Gilgamesh
Page 7
‘It must be the cow’s milk,’ Edith said. ‘I’m trying to wean him.’
‘I’m not a baby person,’ Madge said, straightening up with relief, ‘but I’d say that’s an old soul there.’
Jim started to wail. ‘Ssh,’ Edith said sternly. Her face was thinner than Madge remembered. Jim kept wailing. Edith picked him up, swung him on her hip in an experienced manner. She kept him wide, hoping he wouldn’t grab at her blouse and nuzzle like a little cub in front of Madge. Although, funny, she didn’t feel so daunted by Madge now. As if in spite of everything, Jim was a weapon in her arms, a source of power. ‘Look at the doggies, Jim.’ The Clark dog and Madge’s spaniel were sniffing tail to tail, shyly like well-bred strangers.
‘Dear girl,’ Madge said, ‘you know you could have come to me. Never mind, never mind, we’ve put that all behind us.’ An amber-coloured feather with streaks of salmon pink was tucked into the band of Madge’s brown velour hat. Edith had an impulse to reach across and pluck at it. It seemed so long since she had seen something pretty. Out of the corner of her eye she could see Frances crouching in the vegetable patch, her back assiduously turned. She wasn’t going to stop work for the lady of the manor.
‘I’m not the knitting type,’ Madge went on, ‘but you’ve been on my mind and I’d like to help. The Tehoes have always helped the Clarks, you know that. I’m not narrow-minded, never have been. I’m offering you a job. Not front-of-house, of course, we couldn’t have that. Backstairs. I’ve been left in the lurch again without a word of notice. Housemaid, two pound ten a week and I’ll throw in lunch. Starting as soon as possible. That is, if you can leave the child with your sister and—and your mother …’
Ada had come to stand like a shadow at the kitchen door in her battered lambskin slippers. The dogs were suddenly growling and tumbling over the grass. Jim screamed and fumbled at Edith’s blouse.
‘He will be weaned,’ said Edith, in her new, stern voice.

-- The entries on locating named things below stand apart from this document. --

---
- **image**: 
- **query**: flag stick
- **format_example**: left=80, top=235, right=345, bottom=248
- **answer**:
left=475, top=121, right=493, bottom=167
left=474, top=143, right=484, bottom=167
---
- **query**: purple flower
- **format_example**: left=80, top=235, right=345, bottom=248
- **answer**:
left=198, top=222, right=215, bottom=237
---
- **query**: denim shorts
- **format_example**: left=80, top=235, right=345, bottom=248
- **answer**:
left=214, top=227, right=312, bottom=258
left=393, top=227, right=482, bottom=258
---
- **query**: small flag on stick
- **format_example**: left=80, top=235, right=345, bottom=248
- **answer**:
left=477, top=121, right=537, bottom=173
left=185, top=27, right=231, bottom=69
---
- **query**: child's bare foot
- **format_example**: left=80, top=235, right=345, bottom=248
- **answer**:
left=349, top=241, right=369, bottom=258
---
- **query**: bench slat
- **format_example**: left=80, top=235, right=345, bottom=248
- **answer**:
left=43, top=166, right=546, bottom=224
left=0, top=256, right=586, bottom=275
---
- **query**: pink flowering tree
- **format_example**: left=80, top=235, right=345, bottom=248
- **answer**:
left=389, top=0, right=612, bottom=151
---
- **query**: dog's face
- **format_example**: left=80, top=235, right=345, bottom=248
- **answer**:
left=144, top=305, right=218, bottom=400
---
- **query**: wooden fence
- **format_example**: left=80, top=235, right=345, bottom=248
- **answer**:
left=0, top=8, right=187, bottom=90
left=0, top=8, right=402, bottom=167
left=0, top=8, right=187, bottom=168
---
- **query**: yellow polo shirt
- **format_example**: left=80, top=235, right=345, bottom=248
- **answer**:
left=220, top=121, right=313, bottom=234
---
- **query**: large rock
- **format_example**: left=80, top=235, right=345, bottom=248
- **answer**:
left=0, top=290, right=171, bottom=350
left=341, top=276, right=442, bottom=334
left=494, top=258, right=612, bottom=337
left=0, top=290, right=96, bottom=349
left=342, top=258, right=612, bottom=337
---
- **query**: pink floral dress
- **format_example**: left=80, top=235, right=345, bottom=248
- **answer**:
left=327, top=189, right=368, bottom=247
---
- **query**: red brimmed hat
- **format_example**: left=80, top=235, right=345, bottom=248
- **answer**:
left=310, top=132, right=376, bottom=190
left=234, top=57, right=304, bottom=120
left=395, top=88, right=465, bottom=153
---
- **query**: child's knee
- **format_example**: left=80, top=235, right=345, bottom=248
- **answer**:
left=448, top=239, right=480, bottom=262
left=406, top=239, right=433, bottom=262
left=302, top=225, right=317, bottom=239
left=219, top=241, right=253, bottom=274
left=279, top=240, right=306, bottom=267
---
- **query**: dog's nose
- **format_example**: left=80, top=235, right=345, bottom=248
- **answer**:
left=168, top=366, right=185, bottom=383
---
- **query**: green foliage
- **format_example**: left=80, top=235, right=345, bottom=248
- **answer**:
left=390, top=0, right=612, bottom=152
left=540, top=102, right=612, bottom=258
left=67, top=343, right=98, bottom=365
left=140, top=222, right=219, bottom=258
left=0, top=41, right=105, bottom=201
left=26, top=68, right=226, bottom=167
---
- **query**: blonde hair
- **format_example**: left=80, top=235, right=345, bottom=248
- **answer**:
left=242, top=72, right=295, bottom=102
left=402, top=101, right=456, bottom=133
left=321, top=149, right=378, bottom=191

Perhaps it was better for a boy without a father not to be too much with his mother, who might spoil him and make him soft, as Frances said she did? Each morning Edith tiptoed out and left sleeping Jim wedged around with pillows in her bed. She lit the fire in the kitchen before she went so Frances could warm his milk at once when he woke. At first he used to scream when he found she was gone but after a week or two Frances reported that he had stopped all that silly business. When he cried and climbed all over Edith after she came home, Frances said that he’d been as good as gold for her, it was only with Edith that he turned into such a sissy.
‘My dear,’ said Ada, as Jim held out his arms to weary Edith, ‘is that your baby?’ Sometimes Ada held him and hummed and brushed her hand across his head. But she could not be relied on. Once Frances came in to find that Ada had laid him down like a stone on the floor and gone her own way, to call in the chooks.

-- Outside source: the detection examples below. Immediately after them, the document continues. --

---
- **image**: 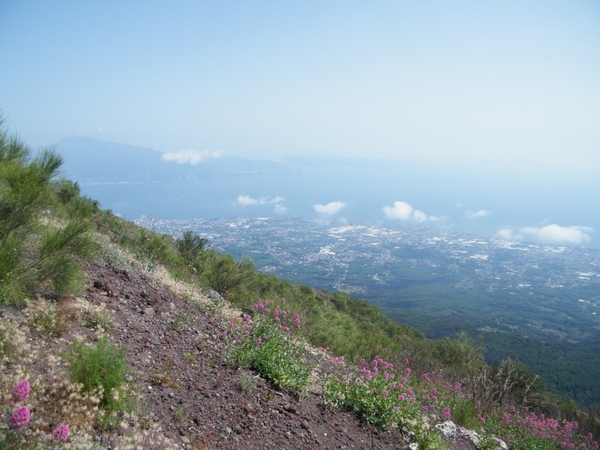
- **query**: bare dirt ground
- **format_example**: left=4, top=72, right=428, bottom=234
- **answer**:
left=85, top=264, right=476, bottom=450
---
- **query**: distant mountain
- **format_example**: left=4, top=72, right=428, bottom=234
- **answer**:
left=56, top=137, right=297, bottom=184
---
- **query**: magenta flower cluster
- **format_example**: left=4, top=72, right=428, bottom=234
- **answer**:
left=52, top=424, right=70, bottom=444
left=8, top=406, right=31, bottom=432
left=8, top=380, right=70, bottom=443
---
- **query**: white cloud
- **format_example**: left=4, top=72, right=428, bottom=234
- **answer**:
left=467, top=209, right=492, bottom=219
left=382, top=202, right=439, bottom=222
left=496, top=224, right=593, bottom=245
left=496, top=228, right=523, bottom=241
left=160, top=149, right=221, bottom=166
left=313, top=201, right=347, bottom=217
left=235, top=194, right=287, bottom=207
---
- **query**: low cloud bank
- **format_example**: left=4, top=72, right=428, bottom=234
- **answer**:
left=313, top=201, right=347, bottom=217
left=235, top=194, right=285, bottom=206
left=496, top=224, right=593, bottom=245
left=382, top=202, right=439, bottom=222
left=467, top=209, right=492, bottom=219
left=160, top=149, right=221, bottom=166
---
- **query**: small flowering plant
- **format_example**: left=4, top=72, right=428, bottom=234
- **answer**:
left=52, top=424, right=71, bottom=444
left=0, top=380, right=70, bottom=449
left=224, top=299, right=311, bottom=396
left=480, top=405, right=598, bottom=450
left=324, top=356, right=421, bottom=427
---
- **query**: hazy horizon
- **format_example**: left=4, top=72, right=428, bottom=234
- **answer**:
left=48, top=138, right=600, bottom=248
left=0, top=0, right=600, bottom=172
left=0, top=0, right=600, bottom=246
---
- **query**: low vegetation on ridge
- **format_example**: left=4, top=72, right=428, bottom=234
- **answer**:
left=0, top=120, right=600, bottom=449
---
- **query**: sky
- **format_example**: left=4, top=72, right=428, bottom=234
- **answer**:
left=0, top=0, right=600, bottom=171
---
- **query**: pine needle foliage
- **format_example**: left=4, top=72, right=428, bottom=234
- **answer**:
left=0, top=119, right=97, bottom=305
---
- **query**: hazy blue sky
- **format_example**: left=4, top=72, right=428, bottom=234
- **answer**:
left=0, top=0, right=600, bottom=171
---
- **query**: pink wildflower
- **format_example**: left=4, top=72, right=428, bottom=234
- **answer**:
left=52, top=425, right=71, bottom=444
left=9, top=406, right=31, bottom=432
left=10, top=380, right=30, bottom=406
left=442, top=406, right=452, bottom=420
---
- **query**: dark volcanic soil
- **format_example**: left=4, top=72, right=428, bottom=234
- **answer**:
left=85, top=264, right=474, bottom=450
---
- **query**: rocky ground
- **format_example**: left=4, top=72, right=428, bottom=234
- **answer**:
left=85, top=258, right=476, bottom=450
left=0, top=255, right=477, bottom=450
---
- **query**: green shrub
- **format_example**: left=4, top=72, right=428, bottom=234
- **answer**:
left=0, top=120, right=95, bottom=304
left=228, top=302, right=311, bottom=396
left=68, top=338, right=129, bottom=411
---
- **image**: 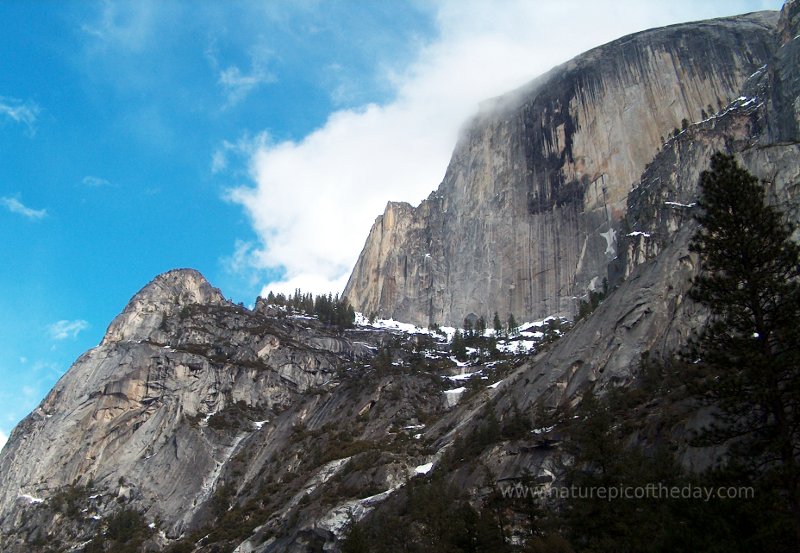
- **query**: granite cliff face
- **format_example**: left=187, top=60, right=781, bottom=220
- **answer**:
left=345, top=12, right=777, bottom=325
left=0, top=1, right=800, bottom=553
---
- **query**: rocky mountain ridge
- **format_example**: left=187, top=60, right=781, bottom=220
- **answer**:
left=0, top=1, right=800, bottom=553
left=345, top=8, right=777, bottom=325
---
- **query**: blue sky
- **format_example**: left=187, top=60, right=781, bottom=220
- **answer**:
left=0, top=0, right=781, bottom=444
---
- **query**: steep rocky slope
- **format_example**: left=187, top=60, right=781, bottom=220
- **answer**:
left=345, top=12, right=777, bottom=325
left=0, top=1, right=800, bottom=553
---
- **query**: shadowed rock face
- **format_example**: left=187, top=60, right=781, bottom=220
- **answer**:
left=0, top=270, right=363, bottom=533
left=345, top=12, right=777, bottom=325
left=0, top=5, right=800, bottom=553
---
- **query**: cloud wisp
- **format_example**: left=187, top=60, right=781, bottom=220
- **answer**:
left=0, top=196, right=47, bottom=220
left=0, top=96, right=41, bottom=135
left=81, top=175, right=111, bottom=188
left=225, top=0, right=780, bottom=294
left=206, top=43, right=277, bottom=107
left=47, top=319, right=89, bottom=340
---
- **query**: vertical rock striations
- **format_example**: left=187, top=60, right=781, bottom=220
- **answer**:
left=345, top=12, right=788, bottom=324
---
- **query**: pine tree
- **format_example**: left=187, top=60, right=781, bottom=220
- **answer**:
left=508, top=313, right=519, bottom=336
left=492, top=311, right=503, bottom=336
left=475, top=316, right=486, bottom=337
left=690, top=153, right=800, bottom=550
left=450, top=330, right=467, bottom=361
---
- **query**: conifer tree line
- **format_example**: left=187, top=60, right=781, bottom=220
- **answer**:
left=266, top=288, right=356, bottom=328
left=343, top=153, right=800, bottom=553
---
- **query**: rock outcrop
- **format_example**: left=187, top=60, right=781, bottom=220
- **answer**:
left=0, top=5, right=800, bottom=553
left=345, top=12, right=777, bottom=325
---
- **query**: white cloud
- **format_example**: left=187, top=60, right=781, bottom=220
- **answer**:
left=48, top=319, right=89, bottom=340
left=0, top=196, right=47, bottom=219
left=228, top=0, right=784, bottom=298
left=0, top=96, right=41, bottom=134
left=81, top=175, right=111, bottom=188
left=211, top=132, right=269, bottom=174
left=206, top=43, right=276, bottom=107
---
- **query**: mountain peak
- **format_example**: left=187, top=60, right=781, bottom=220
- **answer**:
left=103, top=269, right=227, bottom=344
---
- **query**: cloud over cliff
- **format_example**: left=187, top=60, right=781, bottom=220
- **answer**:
left=229, top=0, right=780, bottom=298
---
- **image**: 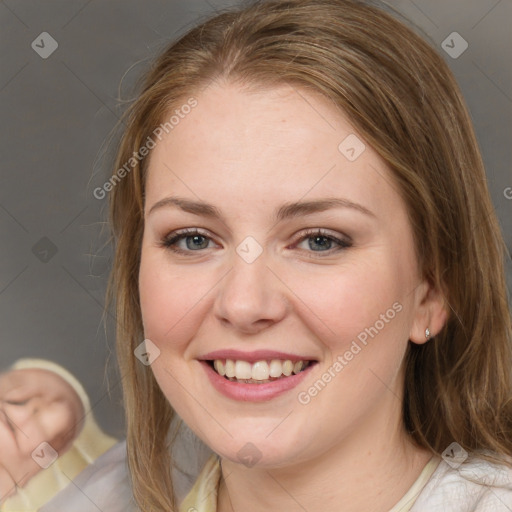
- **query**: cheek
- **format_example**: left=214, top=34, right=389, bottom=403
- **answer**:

Still, he grew, fattened up on cow’s milk. His first word was ‘dog’, and it was Frances who heard it, a personal triumph. As Leopold had noted, she had a strong pedagogic streak. She pointed round the clearing, and waited for him to repeat, ‘tree’, ‘sky’, ‘dog’. She carried him as little as possible, to toughen him up. He crawled early. In the mornings she tethered him to the verandah with a rope until she finished her chores. ‘Dog! Dog!’ cried Jim.
It was dark when Edith left Jim behind, dark when she came home. She watched the light of the day wax and wane through the Sea House windows. She had been brought out of hiding into the harsh light of the world. On her first day she would have skipped lunch in the kitchen but she was too hungry. At half-past eleven she sat at the end of the great table with Gwen, the other upstairs maid, and ate a cold mutton sandwich, while the kitchen staff bustled around them preparing the guests’ lunch.

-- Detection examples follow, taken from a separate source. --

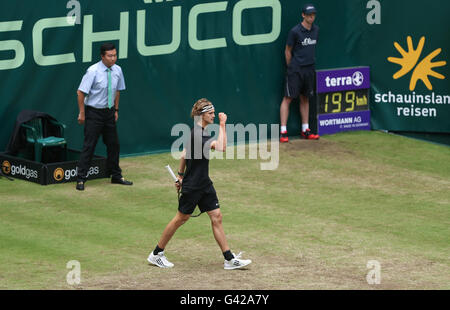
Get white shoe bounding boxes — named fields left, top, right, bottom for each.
left=147, top=251, right=174, bottom=268
left=223, top=252, right=252, bottom=270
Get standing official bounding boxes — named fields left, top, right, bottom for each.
left=280, top=4, right=319, bottom=142
left=76, top=43, right=133, bottom=190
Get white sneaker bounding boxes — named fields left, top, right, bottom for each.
left=147, top=251, right=174, bottom=268
left=223, top=252, right=252, bottom=270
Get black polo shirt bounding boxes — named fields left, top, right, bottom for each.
left=182, top=124, right=212, bottom=193
left=286, top=23, right=319, bottom=71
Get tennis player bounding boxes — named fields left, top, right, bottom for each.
left=147, top=98, right=252, bottom=270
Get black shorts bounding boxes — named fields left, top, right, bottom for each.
left=284, top=65, right=316, bottom=98
left=178, top=184, right=220, bottom=214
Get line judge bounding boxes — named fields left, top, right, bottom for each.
left=76, top=43, right=133, bottom=191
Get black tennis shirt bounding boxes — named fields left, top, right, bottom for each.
left=182, top=124, right=212, bottom=193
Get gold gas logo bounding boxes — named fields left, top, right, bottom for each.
left=2, top=160, right=11, bottom=174
left=53, top=168, right=64, bottom=182
left=387, top=36, right=447, bottom=91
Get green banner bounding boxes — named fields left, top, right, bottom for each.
left=0, top=0, right=450, bottom=155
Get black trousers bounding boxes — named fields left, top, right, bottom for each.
left=78, top=106, right=122, bottom=181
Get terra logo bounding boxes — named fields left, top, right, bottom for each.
left=2, top=160, right=11, bottom=174
left=387, top=36, right=447, bottom=91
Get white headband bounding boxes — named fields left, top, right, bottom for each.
left=200, top=104, right=214, bottom=114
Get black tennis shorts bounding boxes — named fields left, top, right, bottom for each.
left=284, top=65, right=316, bottom=98
left=178, top=184, right=220, bottom=214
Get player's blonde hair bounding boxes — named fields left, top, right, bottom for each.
left=191, top=98, right=212, bottom=118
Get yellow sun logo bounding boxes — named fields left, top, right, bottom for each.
left=387, top=36, right=447, bottom=91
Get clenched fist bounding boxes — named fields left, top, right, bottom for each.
left=219, top=112, right=227, bottom=124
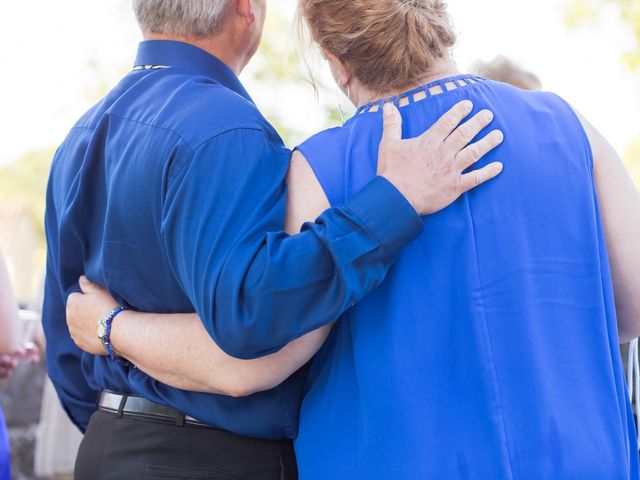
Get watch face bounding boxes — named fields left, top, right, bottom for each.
left=98, top=323, right=107, bottom=339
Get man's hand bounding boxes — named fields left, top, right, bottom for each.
left=378, top=100, right=504, bottom=215
left=67, top=276, right=118, bottom=355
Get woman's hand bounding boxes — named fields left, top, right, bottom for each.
left=67, top=276, right=118, bottom=355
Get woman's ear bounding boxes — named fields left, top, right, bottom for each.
left=322, top=49, right=351, bottom=89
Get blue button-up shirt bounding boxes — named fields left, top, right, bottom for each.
left=43, top=41, right=423, bottom=438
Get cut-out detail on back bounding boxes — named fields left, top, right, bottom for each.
left=355, top=75, right=485, bottom=116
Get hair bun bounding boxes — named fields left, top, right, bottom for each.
left=299, top=0, right=456, bottom=92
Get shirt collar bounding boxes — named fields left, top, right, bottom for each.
left=134, top=40, right=253, bottom=103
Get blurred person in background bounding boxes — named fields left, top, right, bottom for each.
left=474, top=55, right=542, bottom=90
left=68, top=0, right=640, bottom=480
left=0, top=248, right=21, bottom=480
left=43, top=0, right=501, bottom=480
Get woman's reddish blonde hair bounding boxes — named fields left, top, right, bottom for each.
left=299, top=0, right=456, bottom=93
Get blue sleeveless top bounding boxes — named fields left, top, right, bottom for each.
left=296, top=75, right=639, bottom=480
left=0, top=408, right=11, bottom=480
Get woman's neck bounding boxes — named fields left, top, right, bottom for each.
left=349, top=62, right=460, bottom=108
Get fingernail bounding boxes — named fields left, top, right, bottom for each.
left=481, top=110, right=493, bottom=122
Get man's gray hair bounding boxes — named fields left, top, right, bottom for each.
left=133, top=0, right=229, bottom=38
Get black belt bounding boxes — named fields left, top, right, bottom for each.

‘So you’re back,’ said Mavis Staines, the cook. ‘Skinny as ever.’ Edith felt the waitresses’ curious eyes on her, and a sort of mocking current in the room. She had the sensation that she was sitting there stripped naked, the object of everybody’s lewdest speculation. She sat chewing, studying the knots and whorls on the wooden table. She found it hard to swallow. Gwen was as young and shy as she was, and thought to be a little slow. Nobody spoke to them. They ate in silence and avoided catching anyone’s eye.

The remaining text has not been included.